While Yani and I had eaten dinner together the last three evenings, she technically was not supposed to drink with guests while wearing her Singita uniform. For my last night, she planned ahead and brought her “civvies” – civilian clothes that helped her to blend in with the guests. Lebombo Lodge had a large wine cellar, and Kirin had arranged for me to join a wine tasting with the Singita sommelier before dinner. Because I invited Yani as my “guest,” she was also able to join.
After the fun and educational wine tasting, we sat down to dinner and bonded over some of the things we had in common. We were both women working in industries dominated by men, and had experienced similar challenges.

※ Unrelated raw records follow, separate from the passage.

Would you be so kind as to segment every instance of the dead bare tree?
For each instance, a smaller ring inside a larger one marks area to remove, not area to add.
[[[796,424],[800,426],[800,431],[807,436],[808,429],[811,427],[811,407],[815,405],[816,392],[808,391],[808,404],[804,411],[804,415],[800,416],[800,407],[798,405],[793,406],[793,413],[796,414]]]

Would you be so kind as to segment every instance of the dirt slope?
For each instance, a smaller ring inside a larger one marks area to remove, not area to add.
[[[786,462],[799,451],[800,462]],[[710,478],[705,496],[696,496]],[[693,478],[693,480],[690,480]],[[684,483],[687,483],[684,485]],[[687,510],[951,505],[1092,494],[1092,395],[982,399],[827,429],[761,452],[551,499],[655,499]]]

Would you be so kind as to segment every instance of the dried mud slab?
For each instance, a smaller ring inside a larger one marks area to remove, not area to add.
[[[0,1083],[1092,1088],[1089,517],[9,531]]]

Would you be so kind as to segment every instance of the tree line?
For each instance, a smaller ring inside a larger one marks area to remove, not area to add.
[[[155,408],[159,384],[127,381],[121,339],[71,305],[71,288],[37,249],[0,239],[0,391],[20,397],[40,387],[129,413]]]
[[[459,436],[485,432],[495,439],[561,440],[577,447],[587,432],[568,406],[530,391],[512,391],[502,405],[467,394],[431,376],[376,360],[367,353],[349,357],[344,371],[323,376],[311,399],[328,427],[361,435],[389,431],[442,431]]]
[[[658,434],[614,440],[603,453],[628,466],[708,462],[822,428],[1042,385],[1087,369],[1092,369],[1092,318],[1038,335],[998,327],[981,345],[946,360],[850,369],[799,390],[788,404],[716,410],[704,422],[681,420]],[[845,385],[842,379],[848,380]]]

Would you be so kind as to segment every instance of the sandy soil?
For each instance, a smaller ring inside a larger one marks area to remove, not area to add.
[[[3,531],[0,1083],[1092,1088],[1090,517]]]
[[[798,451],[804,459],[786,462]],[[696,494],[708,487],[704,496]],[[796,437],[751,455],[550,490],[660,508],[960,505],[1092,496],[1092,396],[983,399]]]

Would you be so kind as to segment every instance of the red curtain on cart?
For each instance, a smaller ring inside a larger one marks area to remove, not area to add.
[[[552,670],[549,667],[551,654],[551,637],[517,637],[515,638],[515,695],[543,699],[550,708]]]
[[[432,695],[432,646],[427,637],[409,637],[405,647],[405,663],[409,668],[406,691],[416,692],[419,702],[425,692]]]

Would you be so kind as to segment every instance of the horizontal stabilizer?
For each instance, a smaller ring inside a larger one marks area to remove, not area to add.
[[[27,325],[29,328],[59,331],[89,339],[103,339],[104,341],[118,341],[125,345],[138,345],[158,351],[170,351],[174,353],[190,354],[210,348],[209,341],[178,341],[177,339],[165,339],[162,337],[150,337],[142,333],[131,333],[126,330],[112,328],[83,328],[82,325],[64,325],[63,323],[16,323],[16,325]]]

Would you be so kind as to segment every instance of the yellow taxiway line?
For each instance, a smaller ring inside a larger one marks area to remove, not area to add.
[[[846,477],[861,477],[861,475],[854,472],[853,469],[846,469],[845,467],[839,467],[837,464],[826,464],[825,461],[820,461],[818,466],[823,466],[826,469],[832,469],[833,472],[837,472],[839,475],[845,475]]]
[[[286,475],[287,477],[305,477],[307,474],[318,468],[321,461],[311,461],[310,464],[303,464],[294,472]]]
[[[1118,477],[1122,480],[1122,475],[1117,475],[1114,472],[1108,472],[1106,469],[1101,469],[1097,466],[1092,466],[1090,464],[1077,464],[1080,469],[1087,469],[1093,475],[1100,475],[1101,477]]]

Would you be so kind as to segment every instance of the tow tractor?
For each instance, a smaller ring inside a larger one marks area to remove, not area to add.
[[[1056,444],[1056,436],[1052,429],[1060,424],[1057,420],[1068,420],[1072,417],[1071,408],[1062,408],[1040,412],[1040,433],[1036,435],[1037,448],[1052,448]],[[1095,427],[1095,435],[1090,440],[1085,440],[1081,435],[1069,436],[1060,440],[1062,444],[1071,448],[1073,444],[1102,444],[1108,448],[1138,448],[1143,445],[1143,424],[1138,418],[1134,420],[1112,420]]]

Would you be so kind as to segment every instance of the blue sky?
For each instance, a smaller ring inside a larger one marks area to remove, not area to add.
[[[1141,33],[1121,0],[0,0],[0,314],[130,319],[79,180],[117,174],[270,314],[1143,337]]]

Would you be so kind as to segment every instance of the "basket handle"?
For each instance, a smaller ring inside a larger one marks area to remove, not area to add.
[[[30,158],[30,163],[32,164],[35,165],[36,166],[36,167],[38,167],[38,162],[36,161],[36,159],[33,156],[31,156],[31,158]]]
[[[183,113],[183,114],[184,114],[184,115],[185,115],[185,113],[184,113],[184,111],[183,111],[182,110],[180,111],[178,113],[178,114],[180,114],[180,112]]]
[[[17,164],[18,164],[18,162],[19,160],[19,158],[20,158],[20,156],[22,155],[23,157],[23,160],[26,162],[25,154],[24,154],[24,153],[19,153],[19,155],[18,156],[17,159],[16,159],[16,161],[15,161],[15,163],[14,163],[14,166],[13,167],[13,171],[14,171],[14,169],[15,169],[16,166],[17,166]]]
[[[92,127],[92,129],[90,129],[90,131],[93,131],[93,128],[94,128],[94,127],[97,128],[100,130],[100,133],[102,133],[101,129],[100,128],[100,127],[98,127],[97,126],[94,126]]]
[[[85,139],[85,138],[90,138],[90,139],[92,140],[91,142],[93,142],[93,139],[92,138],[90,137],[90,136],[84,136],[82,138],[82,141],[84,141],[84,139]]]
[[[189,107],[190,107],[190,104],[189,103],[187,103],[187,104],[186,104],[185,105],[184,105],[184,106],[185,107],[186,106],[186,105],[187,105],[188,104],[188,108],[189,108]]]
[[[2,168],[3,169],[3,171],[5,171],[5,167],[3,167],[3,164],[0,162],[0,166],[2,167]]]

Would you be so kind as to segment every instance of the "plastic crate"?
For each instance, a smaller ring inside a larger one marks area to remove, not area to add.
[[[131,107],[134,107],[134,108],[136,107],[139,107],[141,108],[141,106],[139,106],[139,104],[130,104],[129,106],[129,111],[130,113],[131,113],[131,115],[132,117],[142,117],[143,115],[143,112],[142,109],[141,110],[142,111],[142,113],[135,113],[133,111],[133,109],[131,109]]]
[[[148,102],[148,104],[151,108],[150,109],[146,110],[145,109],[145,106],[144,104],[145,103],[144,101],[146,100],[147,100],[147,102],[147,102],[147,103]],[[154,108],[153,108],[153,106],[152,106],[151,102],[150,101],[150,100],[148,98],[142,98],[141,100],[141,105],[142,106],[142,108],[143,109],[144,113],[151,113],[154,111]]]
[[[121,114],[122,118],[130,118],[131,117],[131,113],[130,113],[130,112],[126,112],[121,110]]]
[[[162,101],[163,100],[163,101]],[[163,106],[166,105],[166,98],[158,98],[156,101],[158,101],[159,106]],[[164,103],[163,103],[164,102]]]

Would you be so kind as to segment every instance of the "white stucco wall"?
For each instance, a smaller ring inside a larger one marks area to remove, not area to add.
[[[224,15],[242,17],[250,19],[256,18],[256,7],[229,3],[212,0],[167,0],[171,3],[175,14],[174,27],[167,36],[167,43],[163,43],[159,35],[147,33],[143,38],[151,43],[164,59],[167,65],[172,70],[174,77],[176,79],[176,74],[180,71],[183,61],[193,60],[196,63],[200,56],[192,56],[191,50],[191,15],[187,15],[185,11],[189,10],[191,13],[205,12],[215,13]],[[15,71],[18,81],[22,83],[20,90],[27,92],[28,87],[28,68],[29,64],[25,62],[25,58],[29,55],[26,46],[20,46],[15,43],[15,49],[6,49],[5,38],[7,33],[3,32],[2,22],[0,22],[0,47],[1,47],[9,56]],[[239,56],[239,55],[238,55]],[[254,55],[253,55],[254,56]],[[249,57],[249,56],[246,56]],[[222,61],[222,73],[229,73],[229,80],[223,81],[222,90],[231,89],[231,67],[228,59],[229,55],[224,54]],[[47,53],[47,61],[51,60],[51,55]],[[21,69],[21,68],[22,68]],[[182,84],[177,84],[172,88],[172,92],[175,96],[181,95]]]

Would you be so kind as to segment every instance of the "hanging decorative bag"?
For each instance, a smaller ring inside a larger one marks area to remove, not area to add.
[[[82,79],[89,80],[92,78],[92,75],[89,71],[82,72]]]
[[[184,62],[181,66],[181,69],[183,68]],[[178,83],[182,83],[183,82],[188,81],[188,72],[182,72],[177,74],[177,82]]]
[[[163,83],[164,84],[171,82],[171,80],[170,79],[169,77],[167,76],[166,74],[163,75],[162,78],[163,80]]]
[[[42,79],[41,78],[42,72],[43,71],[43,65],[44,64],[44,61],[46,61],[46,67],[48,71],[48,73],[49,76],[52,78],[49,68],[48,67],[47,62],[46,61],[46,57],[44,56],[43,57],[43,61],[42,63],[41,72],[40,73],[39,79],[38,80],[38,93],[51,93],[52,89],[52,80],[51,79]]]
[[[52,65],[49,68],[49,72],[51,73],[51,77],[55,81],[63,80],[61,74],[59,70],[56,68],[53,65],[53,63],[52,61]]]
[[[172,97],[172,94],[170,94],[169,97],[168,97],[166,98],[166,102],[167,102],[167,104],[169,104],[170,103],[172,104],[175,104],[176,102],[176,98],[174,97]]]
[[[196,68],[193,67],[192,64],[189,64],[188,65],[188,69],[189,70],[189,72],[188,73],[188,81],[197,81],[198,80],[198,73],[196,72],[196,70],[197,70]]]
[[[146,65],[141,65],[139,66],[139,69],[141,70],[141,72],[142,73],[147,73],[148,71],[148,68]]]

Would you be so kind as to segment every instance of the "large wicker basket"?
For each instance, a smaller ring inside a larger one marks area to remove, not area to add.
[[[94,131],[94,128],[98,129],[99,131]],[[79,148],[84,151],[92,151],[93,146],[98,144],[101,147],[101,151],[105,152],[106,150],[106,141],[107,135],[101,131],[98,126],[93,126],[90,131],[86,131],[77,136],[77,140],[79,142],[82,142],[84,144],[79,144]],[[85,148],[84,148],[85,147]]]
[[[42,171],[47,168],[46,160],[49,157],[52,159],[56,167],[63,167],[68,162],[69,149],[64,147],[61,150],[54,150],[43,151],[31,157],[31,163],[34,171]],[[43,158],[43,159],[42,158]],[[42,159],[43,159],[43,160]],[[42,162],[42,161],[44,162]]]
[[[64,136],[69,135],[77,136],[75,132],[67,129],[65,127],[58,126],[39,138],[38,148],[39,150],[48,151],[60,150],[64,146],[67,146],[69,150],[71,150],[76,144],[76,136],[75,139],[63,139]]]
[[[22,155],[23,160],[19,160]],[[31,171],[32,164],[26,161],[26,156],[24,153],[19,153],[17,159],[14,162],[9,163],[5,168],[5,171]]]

And while Yani was now dating a fellow Singita guide, she had been single for a long time before they met, and we both had fiercely independent personalities.
The conversation was still flowing once we finished dinner, so we moved to the bar. I told Yani that we could skip the game drive the following morning. I felt satisfied ending with the baby elephants and rhino close-ups from the afternoon, and was really enjoying hanging out with Yani. It felt like being with a good friend, and I thought that experience was just as valuable as one last game drive. There was no need to cut our night short so we could get to bed for an early morning wake-up call.
“Are you sure?” Yani asked me. “Absolutely,” I said. “Okay,” she said, turning to the bartender. “Let’s do one more round, please!”
Final Morning
I had an early afternoon flight in another bush plane on my final day at Kruger. I slept in, packed and settled my bill. I had already paid my balance and all food/drinks/experiences were included, but I still needed to leave gratuities for Yani, Sunday, Kirin and the rest of the wonderful staff.
Then I enjoyed a complete breakfast (Eggs Florentine) for the first and only time of my stay. The loud Americans from the previous night were sitting next to me at breakfast (they were also on my flight), so I eavesdropped on their conversation while I ate. They were from Laguna Beach and talked a lot about travel, so they probably would have made interesting (albeit vociferous) dinner companions. I did get to make some small talk with them as we made the transfer back to JNB. They had visited Sabi Sand before Kruger, and gave it high remarks.
Finally, it was time to say goodbye to my new friends from Singita. I felt a lump in my throat as I hugged Kirin and Yani. The last time I felt so morose leaving a place had been when I left Patagonia.
“Do you still have my rose?” Kirin asked me. “Of course!” I told him. He gave me a huge smile and one last big hug.
Yani and I exchanged contact information. She told me she’d reach out if she came to New York, and let me know that if I did want to go to Sabi Sand in the future, I could request her as my guide. We hugged for a second time and gave each other glum smiles.
I climbed into a Defender for one final ride to the airstrip and waved goodbye to everyone. In my heart and in my head, I knew that I had just experienced one of the travel highlights of my year (and my life, for that matter). I had gained a huge appreciation for the African bush, and was proud I had been able to support an organization with conservation of that magical ecosystem at its core. My newfound respect was in no small part due to the passion and expertise of everyone at Singita – their enthusiasm was infectious.
I felt an urgent desire to start planning my next safari, but forced myself to set that aside and focus on my more immediate travel horizons: a night in Johannesburg and a visit to Bazaruto Island in Mozambique.